Neoadjuvant nivolumab combo proved safe while yielding high response rates in patients with NSCLC.
Neoadjuvant treatment with the anti–programmed death 1 (PD-1) antibody nivolumab was safe and resulted in pathological responses in nearly half of a small cohort of patients with stage I –III non–small-cell lung cancer (NSCLC), according to results of a new trial.
“The rationale for neoadjuvant anti–PD-1 treatment of resectable NSCLC was essentially to use the primary tumor as a ‘vaccine’ to induce Tcells against the tumor antigens that would then circulate through the body systemically and seek out any distant sites of micrometastases,” said Drew Pardoll, MD, PhD, of the Johns Hopkins School of Medicine in Baltimore, according to a press release.

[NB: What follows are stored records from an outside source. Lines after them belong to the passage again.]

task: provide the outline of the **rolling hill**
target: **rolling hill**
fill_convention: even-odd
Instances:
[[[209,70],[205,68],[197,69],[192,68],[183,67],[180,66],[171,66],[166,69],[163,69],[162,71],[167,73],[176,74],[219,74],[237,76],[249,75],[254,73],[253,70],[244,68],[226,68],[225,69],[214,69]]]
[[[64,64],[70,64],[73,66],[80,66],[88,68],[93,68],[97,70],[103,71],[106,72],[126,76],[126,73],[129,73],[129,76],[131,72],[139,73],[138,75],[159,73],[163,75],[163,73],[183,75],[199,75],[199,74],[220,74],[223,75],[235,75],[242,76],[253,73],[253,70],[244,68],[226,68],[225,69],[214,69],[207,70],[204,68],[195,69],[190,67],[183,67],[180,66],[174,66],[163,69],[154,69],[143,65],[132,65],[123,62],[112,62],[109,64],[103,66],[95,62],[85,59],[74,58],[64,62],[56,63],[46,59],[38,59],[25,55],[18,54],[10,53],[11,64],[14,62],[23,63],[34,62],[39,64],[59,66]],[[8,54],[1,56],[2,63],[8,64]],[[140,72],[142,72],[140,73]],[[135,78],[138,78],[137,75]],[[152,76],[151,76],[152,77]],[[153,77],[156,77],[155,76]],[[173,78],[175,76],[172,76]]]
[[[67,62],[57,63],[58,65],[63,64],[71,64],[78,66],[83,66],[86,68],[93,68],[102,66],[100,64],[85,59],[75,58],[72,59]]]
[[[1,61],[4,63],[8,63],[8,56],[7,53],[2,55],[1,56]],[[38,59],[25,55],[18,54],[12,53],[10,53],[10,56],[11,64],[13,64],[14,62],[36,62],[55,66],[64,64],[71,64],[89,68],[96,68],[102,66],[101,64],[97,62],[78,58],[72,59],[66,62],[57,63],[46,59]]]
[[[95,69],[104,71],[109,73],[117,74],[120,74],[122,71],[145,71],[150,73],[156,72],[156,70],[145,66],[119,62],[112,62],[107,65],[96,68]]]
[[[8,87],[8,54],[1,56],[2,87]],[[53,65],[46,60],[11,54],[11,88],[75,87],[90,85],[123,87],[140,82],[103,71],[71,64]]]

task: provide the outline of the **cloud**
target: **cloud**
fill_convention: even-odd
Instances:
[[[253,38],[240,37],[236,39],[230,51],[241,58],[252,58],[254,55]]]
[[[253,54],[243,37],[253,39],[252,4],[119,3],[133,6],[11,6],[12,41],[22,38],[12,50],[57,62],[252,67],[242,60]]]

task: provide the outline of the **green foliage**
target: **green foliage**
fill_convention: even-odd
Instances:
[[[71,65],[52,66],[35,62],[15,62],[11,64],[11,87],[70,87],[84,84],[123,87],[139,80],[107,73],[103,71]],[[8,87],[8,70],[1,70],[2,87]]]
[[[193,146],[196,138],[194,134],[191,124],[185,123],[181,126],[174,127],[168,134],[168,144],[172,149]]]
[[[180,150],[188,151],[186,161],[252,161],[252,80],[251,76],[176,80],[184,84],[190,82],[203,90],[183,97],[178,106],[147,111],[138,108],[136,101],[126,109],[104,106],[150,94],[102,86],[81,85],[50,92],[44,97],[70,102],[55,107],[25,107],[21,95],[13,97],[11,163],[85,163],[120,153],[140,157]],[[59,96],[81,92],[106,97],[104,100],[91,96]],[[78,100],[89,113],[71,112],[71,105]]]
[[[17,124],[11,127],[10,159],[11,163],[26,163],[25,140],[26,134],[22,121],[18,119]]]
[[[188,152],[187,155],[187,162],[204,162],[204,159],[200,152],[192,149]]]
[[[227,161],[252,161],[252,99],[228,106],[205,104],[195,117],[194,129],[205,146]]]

Micrometastases are the primary source of relapse after surgery.
Pardoll presented results of the study at the American Association for Cancer Research Annual Meeting, held April 14–18 in Chicago (Abstract CT079). The trial enrolled a total of 22 patients with newly diagnosed, resectable, stage I–III NSCLC; of those, 21 received nivolumab prior to resection, and 20 went on to undergo surgery.
Nine of the 20 patients (45%) demonstrated a major pathologic response, defined as 10% or fewer viable cancer cells detectable in the resected tumor. Pardoll said that 2 patients had no evidence of viable cells in the resected tumor sample.
“This is particularly striking given that surgery was done, in most cases, just 4 weeks after the first dose of anti–PD-1 treatment,” he said. “Our result of a 45% major pathologic response rate is very encouraging, considering prior studies showing that a major pathologic response after neoadjuvant chemotherapy in lung cancer is associated with long-term survival.”
The median time from the second of two nivolumab doses to surgery was 18 days. Pathologic responses were seen regardless of programmed death ligand 1 expression, but the responses were closely associated with tumor mutation burden. After a median follow-up of 12 months, 16 of the 20 patients were alive and had no recurrence of disease. At 18 months, the recurrence-free survival (RFS) rate was 73%, the median RFS had not yet been reached.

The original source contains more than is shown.